What I’d like to evaluate is the following contour integral:
$\displaystyle \lim_{R \rightarrow \infty} \int_{|z|=R}^{\ } \frac{2018z^{2018} + 2017z^{2017}}{z^{2018} + z^{2017} + 1} dz$,
So what I did is as follows:
Choose $R$ sufficiently large that inside every pole $z_i$ (except $z=\infty$) of $f(z)= \frac{2018z^{2018} + 2017z^{2017}}{z^{2018} + z^{2017} + 1} $ is contained inside the circle $|z|=R$.
And every pole $z_i$ of $f$ is a simple pole, so $Res[f(z)=\frac{g(z)}{h(z)} , z_i] = \frac{g(z_i)}{h’(z_i)}$ provided that $g(z_i) \ne 0$.(clearly which is the case.)
$\displaystyle Res \bigl [ \frac{g(z)}{h(z)} ; z_i \bigr ] = \frac{g(z_i)}{h’(z_i)} = \frac{2018{z_i}^{2018} + 2017{z_i}^{2017}}{2018{z_i}^{2017} + 2017{z_i}^{2016}}=z_i$.
Then the limit value of the above contour integral is
$\displaystyle 2\pi i \sum_{i=1}^{2018} Res \bigl [f(z) ; z_i\bigl ] = 2\pi i \sum_{i=1}^{2018} z_i$.

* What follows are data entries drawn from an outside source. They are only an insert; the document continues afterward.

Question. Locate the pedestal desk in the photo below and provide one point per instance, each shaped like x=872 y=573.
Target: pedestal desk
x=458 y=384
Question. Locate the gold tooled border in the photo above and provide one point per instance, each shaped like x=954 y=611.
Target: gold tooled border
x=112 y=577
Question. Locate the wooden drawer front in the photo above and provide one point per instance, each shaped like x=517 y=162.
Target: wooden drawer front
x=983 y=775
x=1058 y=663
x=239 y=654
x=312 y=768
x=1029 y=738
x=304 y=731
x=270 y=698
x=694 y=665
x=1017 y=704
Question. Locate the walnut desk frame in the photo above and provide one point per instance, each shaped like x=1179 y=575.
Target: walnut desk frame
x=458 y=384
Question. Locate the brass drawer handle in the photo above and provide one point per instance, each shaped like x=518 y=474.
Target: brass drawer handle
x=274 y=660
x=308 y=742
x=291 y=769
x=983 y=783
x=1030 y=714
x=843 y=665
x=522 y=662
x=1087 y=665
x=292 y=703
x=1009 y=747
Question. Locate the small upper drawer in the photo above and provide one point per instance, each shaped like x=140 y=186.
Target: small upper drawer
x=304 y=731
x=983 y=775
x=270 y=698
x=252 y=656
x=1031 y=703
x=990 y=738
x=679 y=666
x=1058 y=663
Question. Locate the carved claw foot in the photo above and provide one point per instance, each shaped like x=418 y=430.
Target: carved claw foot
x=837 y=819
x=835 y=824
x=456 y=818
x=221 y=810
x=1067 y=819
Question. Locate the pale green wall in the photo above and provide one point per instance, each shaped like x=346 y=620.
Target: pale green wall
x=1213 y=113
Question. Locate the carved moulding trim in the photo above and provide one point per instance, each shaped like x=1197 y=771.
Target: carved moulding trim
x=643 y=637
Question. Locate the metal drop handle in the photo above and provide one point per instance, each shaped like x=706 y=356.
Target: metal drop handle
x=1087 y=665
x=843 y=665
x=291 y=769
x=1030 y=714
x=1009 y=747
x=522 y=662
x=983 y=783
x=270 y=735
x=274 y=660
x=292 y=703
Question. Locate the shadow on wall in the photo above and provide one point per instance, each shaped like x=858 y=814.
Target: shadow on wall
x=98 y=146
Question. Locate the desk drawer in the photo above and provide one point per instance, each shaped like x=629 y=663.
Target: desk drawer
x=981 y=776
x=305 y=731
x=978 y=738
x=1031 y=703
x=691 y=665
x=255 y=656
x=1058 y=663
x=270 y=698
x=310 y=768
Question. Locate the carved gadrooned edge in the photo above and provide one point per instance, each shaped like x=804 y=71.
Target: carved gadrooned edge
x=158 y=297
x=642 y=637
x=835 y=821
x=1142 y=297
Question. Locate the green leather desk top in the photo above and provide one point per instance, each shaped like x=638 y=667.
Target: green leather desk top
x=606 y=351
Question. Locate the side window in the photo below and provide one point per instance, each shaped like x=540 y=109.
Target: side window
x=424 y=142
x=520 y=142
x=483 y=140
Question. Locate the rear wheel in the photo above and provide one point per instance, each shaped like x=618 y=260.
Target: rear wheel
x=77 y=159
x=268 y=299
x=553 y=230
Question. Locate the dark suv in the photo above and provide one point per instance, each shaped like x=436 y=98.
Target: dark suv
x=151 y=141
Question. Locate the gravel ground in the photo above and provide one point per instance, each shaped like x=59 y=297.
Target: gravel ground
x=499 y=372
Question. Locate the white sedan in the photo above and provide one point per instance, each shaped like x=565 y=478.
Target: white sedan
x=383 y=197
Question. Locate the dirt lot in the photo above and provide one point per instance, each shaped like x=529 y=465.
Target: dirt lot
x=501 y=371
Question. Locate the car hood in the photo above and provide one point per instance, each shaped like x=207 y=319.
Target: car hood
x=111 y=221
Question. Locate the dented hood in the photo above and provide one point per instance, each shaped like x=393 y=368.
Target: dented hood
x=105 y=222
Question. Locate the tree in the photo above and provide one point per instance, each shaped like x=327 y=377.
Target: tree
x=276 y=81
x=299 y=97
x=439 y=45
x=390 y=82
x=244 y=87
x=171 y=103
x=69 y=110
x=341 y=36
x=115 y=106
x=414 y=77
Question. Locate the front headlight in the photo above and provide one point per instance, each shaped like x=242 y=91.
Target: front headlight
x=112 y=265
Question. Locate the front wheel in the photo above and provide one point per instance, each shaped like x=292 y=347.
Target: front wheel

Considering $h(z)=z^{2018} + z^{2017}+1 = \prod_{i=1}^{2018} (z- z_i)$, $\sum_{i=1}^{2018} z_i = -1$,
Hence $\displaystyle \lim_{R \rightarrow \infty} \int_{|z|=R}^{\ } \frac{2018z^{2018} + 2017z^{2017}}{z^{2018} + z^{2017} + 1} dz = -2\pi i$.
Am I right? I will appreciate if you give me any comment, thank you in advance.